EU diplomatic chief Federica Mogherini said the bloc, as well as Britain, France and Germany, deeply regretted Washington’s move.
“We are determined to protect European economic operators engaged in legitimate business with Iran,” she said. “We are encouraging small and medium enterprises, in particular, to increase business with and in Iran.”
Mogherini noted the Iranian government had fully lived up to its commitments under the landmark 2015 nuclear agreement, which the administration of US President Donald Trump pulled out of in May.
Many large European firms are leaving Iran for fear of US penalties, and Trump has warned of “severe consequences” against firms and individuals that continue to do business with Iran.
‘Stab with a knife’
Rouhani told state television on Monday night that Iran had no intention of negotiating a new deal with the United States.
“If you’re an enemy and you stab the other person with a knife, and then you say you want negotiations, then the first thing you have to do is remove the knife,” he said. “They want to launch psychological warfare against the Iranian nation. Negotiations with sanctions doesn’t make sense.”
Trump issued a statement as the clock ticked down on Monday saying Tehran must curb its missile programme and end its “support for terrorism”.
“The Iranian regime faces a choice,” Trump said in a statement. “Either change its threatening, destabilising behaviour and reintegrate with the global economy, or continue down a path of economic isolation.”
“I remain open to reaching a more comprehensive deal that addresses the full range of the regime’s malign activities, including its ballistic missile programme and its support for terrorism.”

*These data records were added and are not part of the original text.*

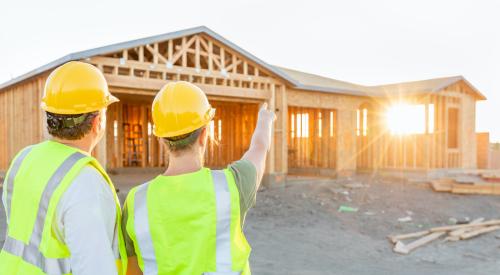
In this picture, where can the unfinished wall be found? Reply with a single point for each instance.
(21, 122)
(483, 150)
(345, 107)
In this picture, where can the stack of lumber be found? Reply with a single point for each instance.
(453, 233)
(492, 176)
(466, 186)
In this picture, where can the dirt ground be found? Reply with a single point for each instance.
(297, 229)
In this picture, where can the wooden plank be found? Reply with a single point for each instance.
(405, 249)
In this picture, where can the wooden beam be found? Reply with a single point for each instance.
(156, 54)
(233, 66)
(185, 46)
(151, 87)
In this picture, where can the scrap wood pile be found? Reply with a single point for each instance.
(451, 233)
(484, 183)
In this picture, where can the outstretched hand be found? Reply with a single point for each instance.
(266, 114)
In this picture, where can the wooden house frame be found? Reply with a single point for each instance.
(324, 126)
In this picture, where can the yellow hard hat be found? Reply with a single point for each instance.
(76, 88)
(180, 108)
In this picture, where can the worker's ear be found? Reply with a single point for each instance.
(203, 137)
(99, 122)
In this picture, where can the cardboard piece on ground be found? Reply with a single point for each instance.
(395, 239)
(478, 232)
(455, 227)
(405, 249)
(455, 235)
(442, 185)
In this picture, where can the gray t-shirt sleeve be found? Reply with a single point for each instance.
(85, 222)
(129, 244)
(245, 176)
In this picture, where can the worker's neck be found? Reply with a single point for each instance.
(187, 162)
(85, 144)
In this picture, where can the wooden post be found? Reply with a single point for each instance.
(284, 130)
(184, 53)
(121, 148)
(170, 53)
(156, 53)
(141, 54)
(197, 52)
(145, 136)
(270, 163)
(210, 55)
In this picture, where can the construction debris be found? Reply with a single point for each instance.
(466, 186)
(405, 219)
(454, 233)
(344, 208)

Iran’s economy ‘undermined’
The reimposed sanctions target a range of sectors, blocking Iran from purchasing US banknotes and trading in gold and metals.
They will also limit Iran’s access to the software and automotive sectors while blocking its ability to buy commercial aircraft or trade in food and other goods as well.

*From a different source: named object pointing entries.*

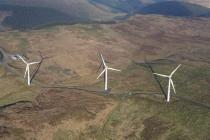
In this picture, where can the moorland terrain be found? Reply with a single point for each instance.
(66, 101)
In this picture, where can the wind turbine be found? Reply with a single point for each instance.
(27, 71)
(105, 72)
(170, 82)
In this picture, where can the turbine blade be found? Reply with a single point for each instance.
(175, 69)
(162, 75)
(102, 58)
(114, 69)
(22, 59)
(101, 73)
(34, 63)
(26, 71)
(172, 83)
(100, 66)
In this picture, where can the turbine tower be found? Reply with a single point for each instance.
(105, 72)
(170, 82)
(27, 71)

Even more punishing sanctions targeting Iran’s massive oil industry will take effect on November 5.
Ahmad Majidyar, director of IranObserved Project at the Middle East Institute, said even before the sanctions took effect, Iran’s vulnerable economy had already been undermined by the US withdrawal from the nuclear deal.
The Iranian people will be the ones to suffer the most from the new sanctions, analysts say. Iran’s currency has lost about half its value since Trump announced the US would withdraw from the nuclear pact.
“Over the recent months, the Iranian currency has been in freefall; inflation has been soaring; unemployment has been increasing; and, most importantly, people have lost hope,” he told Al Jazeera.
“In anticipation of the sanctions, a lot of Iranian business people have transferred their assets and capital abroad, so that’s why the economic situation has already been deteriorating.”
The impact of the return of sanctions has ramped up tensions inside Iran, which has seen days of protests and strikes in multiple towns and cities over water shortages, high prices and wider anger at the political system.
Under the breakthrough deal in Vienna, the Iranian government agreed to cut down its uranium stockpile and scale back its enrichment programme far below the level required to build a nuclear weapon.
Tehran also agreed in perpetuity to notify United Nations inspectors if and when it builds a new nuclear facility.
In exchange, United Nations-approved sanctions were lifted in January 2016, and Iran was allowed to resume trading oil and gas on the international market. A total of $100bn in frozen Iranian assets was also released.
The US was an original signatory to the agreement with Iran, along with Britain, France, Germany, Russia, China and the EU.
At the time, under then-president Barack Obama, Washington had pledged to waive secondary US sanctions as long as Iran continued to abide by the agreement.
But Obama’s successor Trump pulled out of the pact on May 8, fulfilling a 2016 campaign promise to withdraw from a deal which he once described as the “worst ever”.
The US sanctions not only target American companies with operations in Iran, such as GE and Honeywell, but foreign companies with operations in both Iran and the US, such as the oil giant Total, could also be held liable if they choose to stay in Iran.
For his part, Rouhani praised Europe for “resisting the Americans” in its call “to join the regime of sanctions”.
But Majidyar noted the threat of sanctions had already forced major international companies and banks to scale down their activities in Iran.
“Although the Europeans are trying to solve the Iran nuclear deal and continue to do business with Iran, ultimately banks and companies do not listen to the government, they make their own decisions,” he said.
“And because of the fear of the US sanctions, they would be very reluctant to invest in Iran or do business with Tehran after this.”